While doing freelance photography for the PBS children's series
Infinity Factory
, Hammer grew at once fascinated by TV-making and cognizant that she was, perhaps, too sensitive to build a career on selling her own art. She took a production assistant gig on the show and went on to produce several others for Boston's PBS station, WGBH-TV, including the seminal handyman show
This Old House
and the kids series
Zoom
.
Hammer fast-tracked her way to an executive-producing gig at the live morning television show
Good Day
for Boston's ABC affiliate, WCVB. Leading a tiny team of about 10 in crafting 90 minutes of live programming five days a week was “baptism by fire,” she says; Hammer learned how to make good television and how to manage others.
She took those lessons across the country to Los Angeles to work on the syndicated talk show
Alive & Well
, and there she sweet-talked her way into another goal she thought out of reach. When her two roommates left the condo they shared—incidentally, that of fashion legend Bob Mackie—Hammer managed to get the place all to herself for an entire year (provided the broker could show it), while continuing to pay just a third of the rent.
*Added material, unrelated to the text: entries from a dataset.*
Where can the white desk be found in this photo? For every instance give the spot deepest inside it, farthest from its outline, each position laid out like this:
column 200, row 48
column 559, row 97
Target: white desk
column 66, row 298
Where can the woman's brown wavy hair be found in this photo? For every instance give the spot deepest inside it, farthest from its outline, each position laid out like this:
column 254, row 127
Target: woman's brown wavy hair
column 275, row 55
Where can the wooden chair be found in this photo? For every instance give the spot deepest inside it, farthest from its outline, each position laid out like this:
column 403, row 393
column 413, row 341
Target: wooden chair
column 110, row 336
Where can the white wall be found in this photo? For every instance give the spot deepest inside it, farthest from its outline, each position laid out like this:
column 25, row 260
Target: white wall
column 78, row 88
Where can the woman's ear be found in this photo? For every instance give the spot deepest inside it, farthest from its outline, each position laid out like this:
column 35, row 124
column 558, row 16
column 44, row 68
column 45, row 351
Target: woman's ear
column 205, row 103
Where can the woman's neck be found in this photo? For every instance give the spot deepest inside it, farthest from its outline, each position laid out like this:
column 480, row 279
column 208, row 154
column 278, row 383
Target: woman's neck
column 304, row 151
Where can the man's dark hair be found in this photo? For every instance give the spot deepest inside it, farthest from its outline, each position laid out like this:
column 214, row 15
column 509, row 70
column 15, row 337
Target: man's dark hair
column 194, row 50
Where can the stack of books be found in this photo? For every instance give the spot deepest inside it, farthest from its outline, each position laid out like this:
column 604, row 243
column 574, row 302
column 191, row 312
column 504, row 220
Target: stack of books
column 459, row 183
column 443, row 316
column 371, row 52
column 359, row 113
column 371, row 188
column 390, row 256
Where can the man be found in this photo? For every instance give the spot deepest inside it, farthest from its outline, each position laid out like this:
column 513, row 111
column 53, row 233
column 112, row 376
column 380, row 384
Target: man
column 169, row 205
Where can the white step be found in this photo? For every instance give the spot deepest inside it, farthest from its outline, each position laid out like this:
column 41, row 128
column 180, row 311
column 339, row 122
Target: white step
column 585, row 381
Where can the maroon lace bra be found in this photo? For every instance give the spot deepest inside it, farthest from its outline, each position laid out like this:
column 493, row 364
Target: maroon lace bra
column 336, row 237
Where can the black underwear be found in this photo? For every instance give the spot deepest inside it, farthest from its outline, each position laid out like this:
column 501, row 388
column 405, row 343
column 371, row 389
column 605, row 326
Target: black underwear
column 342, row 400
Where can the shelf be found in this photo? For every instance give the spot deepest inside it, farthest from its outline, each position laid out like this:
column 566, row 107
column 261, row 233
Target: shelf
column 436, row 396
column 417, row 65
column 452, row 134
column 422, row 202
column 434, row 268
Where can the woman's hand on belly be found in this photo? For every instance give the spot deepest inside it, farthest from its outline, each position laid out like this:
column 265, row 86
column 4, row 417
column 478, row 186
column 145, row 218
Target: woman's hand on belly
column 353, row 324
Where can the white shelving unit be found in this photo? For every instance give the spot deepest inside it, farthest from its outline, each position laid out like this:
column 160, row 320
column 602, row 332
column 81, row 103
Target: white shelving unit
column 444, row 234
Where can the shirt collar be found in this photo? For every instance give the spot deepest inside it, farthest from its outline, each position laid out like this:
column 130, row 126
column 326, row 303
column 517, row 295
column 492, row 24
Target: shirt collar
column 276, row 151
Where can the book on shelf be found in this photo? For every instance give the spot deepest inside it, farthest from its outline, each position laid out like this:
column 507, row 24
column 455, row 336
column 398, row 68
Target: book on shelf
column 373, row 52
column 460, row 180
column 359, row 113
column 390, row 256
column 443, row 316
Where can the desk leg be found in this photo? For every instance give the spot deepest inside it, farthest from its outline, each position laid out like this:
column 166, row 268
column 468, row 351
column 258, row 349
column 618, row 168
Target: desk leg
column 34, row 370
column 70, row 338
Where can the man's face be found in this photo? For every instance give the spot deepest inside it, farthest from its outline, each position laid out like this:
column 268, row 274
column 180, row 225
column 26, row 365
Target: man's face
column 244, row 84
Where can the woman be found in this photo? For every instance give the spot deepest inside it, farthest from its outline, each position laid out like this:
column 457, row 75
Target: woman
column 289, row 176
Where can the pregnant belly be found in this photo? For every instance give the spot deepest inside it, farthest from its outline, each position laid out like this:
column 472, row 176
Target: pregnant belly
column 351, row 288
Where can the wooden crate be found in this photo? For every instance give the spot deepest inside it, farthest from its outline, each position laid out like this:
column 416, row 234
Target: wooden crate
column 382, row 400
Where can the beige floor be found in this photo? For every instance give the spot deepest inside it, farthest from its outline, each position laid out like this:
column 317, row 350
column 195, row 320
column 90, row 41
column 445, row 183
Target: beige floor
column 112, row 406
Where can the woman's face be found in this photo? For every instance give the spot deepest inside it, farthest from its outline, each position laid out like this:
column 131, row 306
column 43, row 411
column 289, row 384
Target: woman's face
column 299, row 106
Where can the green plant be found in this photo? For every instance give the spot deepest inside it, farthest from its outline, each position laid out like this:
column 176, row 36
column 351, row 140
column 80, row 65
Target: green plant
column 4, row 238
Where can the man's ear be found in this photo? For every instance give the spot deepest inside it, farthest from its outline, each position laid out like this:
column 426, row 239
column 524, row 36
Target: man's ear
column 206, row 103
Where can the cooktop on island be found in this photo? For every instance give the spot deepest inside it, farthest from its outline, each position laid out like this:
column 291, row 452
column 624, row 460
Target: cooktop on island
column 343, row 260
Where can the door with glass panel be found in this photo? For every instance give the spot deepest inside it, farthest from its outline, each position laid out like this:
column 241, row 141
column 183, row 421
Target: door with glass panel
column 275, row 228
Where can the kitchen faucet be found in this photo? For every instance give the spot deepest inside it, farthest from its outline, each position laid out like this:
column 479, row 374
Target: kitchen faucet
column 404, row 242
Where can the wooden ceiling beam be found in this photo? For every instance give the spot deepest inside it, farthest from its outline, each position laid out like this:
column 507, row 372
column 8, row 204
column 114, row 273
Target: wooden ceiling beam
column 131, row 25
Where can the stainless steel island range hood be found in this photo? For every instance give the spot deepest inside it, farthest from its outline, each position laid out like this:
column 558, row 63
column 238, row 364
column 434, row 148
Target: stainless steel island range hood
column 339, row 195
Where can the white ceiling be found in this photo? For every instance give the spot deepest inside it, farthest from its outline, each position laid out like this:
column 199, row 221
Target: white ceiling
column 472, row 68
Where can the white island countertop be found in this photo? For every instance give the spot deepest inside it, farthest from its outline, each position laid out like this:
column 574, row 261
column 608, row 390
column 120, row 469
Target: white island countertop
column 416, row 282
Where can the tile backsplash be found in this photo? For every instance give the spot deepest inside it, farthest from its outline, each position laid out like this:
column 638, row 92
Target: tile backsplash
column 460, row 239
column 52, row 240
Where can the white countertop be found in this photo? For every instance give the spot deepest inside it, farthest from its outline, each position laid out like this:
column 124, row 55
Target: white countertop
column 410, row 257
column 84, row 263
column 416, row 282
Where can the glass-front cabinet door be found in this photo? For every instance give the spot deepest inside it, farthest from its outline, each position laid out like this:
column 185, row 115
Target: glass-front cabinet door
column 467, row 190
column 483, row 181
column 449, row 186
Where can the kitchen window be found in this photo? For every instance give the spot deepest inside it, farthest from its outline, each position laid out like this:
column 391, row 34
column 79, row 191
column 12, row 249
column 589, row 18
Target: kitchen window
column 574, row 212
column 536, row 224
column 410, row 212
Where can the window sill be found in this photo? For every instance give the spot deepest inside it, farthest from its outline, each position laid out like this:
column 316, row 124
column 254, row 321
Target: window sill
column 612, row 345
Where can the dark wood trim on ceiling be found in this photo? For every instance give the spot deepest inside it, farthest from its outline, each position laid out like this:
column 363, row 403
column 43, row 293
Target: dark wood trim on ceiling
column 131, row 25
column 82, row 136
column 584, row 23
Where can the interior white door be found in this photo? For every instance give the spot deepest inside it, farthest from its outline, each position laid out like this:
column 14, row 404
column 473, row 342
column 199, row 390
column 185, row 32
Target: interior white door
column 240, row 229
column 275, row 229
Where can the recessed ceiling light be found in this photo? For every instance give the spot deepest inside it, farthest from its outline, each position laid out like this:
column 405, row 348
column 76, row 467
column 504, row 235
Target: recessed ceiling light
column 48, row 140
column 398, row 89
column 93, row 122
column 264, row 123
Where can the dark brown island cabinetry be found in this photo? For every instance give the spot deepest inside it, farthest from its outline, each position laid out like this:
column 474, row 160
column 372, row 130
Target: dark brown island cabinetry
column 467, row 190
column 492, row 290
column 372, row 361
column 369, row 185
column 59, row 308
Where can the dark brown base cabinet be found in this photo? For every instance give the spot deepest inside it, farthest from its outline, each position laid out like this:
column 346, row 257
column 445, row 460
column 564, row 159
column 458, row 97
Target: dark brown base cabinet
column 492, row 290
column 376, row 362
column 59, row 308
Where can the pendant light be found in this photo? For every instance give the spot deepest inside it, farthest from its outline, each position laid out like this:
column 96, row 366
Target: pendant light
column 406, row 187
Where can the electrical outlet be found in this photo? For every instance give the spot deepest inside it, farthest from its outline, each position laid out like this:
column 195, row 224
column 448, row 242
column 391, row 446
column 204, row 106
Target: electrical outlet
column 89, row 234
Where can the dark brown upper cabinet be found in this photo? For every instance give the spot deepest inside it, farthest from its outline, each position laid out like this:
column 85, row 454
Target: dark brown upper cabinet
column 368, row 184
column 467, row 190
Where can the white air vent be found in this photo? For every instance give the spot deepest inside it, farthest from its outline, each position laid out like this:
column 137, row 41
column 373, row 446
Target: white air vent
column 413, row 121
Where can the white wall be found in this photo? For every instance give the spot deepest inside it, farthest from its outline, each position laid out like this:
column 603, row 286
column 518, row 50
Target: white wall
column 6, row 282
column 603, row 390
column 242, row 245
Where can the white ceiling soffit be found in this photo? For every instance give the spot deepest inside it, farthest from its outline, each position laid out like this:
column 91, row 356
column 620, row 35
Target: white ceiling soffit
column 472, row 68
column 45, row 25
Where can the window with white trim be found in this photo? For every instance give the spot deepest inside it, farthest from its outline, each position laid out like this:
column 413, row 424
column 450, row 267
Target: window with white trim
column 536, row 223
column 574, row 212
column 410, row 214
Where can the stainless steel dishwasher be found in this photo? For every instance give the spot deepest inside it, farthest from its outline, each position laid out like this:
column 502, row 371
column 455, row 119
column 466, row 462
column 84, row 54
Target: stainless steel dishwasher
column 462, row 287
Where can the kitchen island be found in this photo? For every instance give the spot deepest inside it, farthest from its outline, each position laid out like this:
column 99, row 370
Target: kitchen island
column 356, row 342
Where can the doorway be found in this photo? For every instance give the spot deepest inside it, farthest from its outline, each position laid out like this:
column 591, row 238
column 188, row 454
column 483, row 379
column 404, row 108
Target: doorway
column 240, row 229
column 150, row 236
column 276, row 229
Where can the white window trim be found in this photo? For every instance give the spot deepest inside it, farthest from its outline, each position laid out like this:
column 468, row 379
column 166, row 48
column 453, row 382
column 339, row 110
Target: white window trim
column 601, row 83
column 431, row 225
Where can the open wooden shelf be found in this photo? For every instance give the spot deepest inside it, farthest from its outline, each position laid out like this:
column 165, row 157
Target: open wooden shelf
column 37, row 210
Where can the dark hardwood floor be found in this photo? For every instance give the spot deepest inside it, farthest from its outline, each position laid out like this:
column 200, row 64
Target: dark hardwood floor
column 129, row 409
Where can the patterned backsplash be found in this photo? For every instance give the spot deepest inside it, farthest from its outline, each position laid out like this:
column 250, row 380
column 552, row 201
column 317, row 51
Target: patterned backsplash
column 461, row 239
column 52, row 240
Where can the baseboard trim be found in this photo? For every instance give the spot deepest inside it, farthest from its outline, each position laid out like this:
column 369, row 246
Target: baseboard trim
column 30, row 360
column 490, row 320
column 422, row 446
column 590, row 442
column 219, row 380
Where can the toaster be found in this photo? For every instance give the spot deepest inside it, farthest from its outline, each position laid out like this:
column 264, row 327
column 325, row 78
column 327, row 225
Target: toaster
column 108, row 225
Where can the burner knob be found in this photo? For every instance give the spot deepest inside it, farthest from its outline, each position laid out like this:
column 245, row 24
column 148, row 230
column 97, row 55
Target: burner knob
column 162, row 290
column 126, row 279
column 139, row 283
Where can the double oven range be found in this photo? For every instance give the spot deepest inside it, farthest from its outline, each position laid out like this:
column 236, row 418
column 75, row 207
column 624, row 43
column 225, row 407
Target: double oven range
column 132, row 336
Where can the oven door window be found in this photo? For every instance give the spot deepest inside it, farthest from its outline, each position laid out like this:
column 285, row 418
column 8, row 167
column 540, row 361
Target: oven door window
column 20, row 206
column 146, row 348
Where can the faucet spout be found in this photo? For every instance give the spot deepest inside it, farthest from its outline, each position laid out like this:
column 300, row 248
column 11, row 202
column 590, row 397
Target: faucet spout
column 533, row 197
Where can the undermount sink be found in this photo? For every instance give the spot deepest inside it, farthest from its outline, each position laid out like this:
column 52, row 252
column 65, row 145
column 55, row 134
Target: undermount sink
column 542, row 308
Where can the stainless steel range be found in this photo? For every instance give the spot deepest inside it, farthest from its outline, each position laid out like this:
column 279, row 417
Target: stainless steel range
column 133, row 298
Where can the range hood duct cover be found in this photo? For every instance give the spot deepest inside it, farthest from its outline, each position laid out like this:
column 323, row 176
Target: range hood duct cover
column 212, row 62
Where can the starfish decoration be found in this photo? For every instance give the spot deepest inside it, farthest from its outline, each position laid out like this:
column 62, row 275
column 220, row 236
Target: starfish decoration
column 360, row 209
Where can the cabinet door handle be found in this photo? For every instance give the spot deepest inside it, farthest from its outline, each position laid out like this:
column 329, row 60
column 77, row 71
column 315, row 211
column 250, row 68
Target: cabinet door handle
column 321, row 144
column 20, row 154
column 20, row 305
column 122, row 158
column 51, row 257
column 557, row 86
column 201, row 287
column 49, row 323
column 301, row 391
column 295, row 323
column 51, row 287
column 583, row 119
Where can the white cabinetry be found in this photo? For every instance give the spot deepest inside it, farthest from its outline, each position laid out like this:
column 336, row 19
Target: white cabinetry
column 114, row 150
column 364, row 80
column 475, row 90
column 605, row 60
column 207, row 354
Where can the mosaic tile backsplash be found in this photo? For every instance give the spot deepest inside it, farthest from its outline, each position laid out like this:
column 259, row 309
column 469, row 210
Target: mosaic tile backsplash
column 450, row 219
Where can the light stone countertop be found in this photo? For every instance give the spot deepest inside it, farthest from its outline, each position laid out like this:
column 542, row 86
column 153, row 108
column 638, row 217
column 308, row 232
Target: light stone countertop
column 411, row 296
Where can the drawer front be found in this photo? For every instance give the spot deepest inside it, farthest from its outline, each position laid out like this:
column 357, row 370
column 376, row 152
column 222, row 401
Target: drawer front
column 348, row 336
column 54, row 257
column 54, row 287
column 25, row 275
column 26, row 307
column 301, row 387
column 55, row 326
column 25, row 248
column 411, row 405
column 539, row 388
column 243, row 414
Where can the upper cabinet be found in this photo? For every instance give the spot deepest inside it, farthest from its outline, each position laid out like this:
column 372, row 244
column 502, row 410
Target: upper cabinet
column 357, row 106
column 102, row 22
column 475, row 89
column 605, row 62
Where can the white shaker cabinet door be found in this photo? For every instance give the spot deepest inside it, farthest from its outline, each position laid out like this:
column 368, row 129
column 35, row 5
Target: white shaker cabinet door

So convinced was she of the powers of asking for what you want that she and a friend even wrote a book called
Just Ask: How to Get Everything You Want in Life
.
That same tenacity brought her back to New York in 1987 to become a programming executive for Lifetime. There, she produced the socially conscious Signature Series documentaries for which the network became known. One in particular—1988's
Gangs: Not My Kid
—earned the Lillian Gish Award, a Cine Golden Eagle and a National Association for Youth Mentor Award.
Two years later, Hammer joined Universal Television (which ultimately became Vivendi Universal's USA Network) as a program executive. By 1998, she was working at USA for notoriously demanding media mogul Barry Diller. After heading programming for the company's Sci Fi Channel, she took the helm as its president and set about transforming the once-geeky niche network into a top 10, broad-skewing brand, home to TV's top content producers.
In December 2002, she brought Sci Fi its best-ever ratings, and an Emmy for the 20-hour Steven Spielberg miniseries
Taken
, which cost the network $40 million, by far its biggest endeavor.
When Universal merged with NBC in 2004, Hammer became president of both USA and Sci Fi, becoming one of few individuals to head up two networks.
While Sci Fi continues to flourish, Hammer has taken USA to the top of the cable ratings charts quarter after quarter, with critically acclaimed original series like
Monk
,
Psych
and
The Dead Zone
and WWE wrestling programming, which she brought back to the network in a coup in 2005.
Then, in one of her proudest accomplishments to date, later that year she tied it all together with the widely embraced rebrand campaign “Characters Welcome.”
A RISK-TAKER
“She's not afraid to try new things, and frankly she's not afraid to deal with those things if they're wrong,” says Universal Studios chief Ron Meyer, who has worked with Hammer for more than a decade. “She's a superb, well-rounded executive—one of the best I've ever worked with.”
Echoes Linda McMahon, CEO of WWE, Inc.: “She's strategic and thoughtful and focused. She tells it like it is and she shoots straight, but she's also very collaborative about things and doesn't come in professing to have all the answers. But first and foremost, she's just 'good people.'”
Hammer, who is married with two children, attributes her own success not only to her constant drive (which also leads her to stay in top physical shape through spinning and running), but to her ability to intuit what her co-workers and employees are feeling, and then lead accordingly. And that's something they say they appreciate.
“Bonnie is more than a boss to those who work with her,” says Edward James Olmos, who stars in Sci Fi's blockbuster hit
Battlestar Galactica
and has worked with Hammer for more than 20 years. “She is a friend who takes time to listen, who has the security in herself to allow growth around her. That is what makes her one of the most [special] heads of any network I have ever worked with. She is the reason I have hope in this industry.”